Chancellor Uses Report to Justify Tough Budget
- Chancellor to use official data to support severe budget measures
- Expected October review to be eye-wateringly severe
- Chancellor will make her case based on ONS public finances report
The Chancellor has highlighted significant discrepancies in government spending and borrowing since taking office at the Treasury last month. Recent data from the Office for National Statistics (ONS) supports her claims, revealing that borrowing in July reached £3.1 billion, exceeding the Office for Budget Responsibility's (OBR) earlier forecasts by £3 billion. Additionally, the cumulative deficit for the first four months of the 2024-25 financial year was £4.7 billion higher than anticipated. Tax revenues, while not as robust as the OBR had predicted in March, still showed a year-on-year increase of £1.7 billion compared to July 2023. The ONS noted that receipts could be revised upward next month due to delayed self-assessed income tax payments. However, public spending has surged, with July's figures reflecting a £3.5 billion increase from the previous year, driven by inflation and higher public sector pay awards, which the Chancellor has committed to fully implement.

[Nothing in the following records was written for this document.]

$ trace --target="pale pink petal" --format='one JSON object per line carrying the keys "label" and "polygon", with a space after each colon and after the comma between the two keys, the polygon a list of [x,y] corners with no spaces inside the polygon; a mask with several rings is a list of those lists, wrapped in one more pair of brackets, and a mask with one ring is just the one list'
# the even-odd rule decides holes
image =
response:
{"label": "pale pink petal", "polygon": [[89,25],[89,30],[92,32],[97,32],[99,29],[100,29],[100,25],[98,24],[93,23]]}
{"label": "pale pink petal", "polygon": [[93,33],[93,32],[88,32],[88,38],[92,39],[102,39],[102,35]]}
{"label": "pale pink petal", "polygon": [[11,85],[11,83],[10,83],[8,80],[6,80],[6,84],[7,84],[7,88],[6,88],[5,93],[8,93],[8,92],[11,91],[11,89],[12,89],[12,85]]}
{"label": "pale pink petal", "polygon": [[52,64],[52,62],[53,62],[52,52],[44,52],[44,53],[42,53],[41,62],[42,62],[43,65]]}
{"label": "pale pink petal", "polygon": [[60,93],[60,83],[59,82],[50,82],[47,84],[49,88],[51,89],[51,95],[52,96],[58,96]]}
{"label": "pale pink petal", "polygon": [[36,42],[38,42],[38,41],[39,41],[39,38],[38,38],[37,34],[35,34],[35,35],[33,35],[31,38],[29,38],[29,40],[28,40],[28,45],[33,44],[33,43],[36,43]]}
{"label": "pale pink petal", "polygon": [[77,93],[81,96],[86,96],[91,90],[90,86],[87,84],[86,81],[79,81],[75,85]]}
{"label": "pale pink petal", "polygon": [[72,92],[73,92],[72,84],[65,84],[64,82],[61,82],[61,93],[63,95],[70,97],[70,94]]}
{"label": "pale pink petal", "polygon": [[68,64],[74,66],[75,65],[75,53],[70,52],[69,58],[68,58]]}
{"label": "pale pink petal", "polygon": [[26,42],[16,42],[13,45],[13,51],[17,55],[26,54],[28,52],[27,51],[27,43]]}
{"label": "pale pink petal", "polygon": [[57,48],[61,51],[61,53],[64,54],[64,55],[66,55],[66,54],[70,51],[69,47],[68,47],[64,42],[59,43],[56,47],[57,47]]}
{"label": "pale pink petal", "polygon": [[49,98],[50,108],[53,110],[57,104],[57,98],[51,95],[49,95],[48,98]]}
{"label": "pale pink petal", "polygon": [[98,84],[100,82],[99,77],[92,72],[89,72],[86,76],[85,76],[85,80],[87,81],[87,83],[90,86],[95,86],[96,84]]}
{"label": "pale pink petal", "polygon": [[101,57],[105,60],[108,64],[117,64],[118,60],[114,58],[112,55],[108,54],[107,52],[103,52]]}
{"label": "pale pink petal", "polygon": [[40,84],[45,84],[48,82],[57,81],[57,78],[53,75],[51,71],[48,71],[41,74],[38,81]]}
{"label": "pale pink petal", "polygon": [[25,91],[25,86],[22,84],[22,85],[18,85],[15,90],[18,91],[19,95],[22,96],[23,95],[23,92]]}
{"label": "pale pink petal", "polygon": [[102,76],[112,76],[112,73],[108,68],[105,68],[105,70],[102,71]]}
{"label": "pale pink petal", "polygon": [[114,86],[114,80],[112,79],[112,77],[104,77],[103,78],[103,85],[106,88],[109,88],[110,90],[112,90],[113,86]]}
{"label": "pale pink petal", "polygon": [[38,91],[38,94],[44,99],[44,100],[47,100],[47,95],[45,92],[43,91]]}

The financial landscape could have appeared more favorable had it not been for the Chancellor's decision to reduce employee national insurance contributions in recent budgets, resulting in a £1.1 billion drop in compulsory social contributions. Despite these challenges, the OBR previously indicated that the Chancellor was on track to meet the government's fiscal rule of reducing debt as a share of national income within five years. Looking ahead, the upcoming Treasury spending review is expected to be particularly stringent, even as public demand for improved services continues to grow. The Chancellor may seek to create some fiscal flexibility by excluding certain losses from government asset purchases in debt calculations.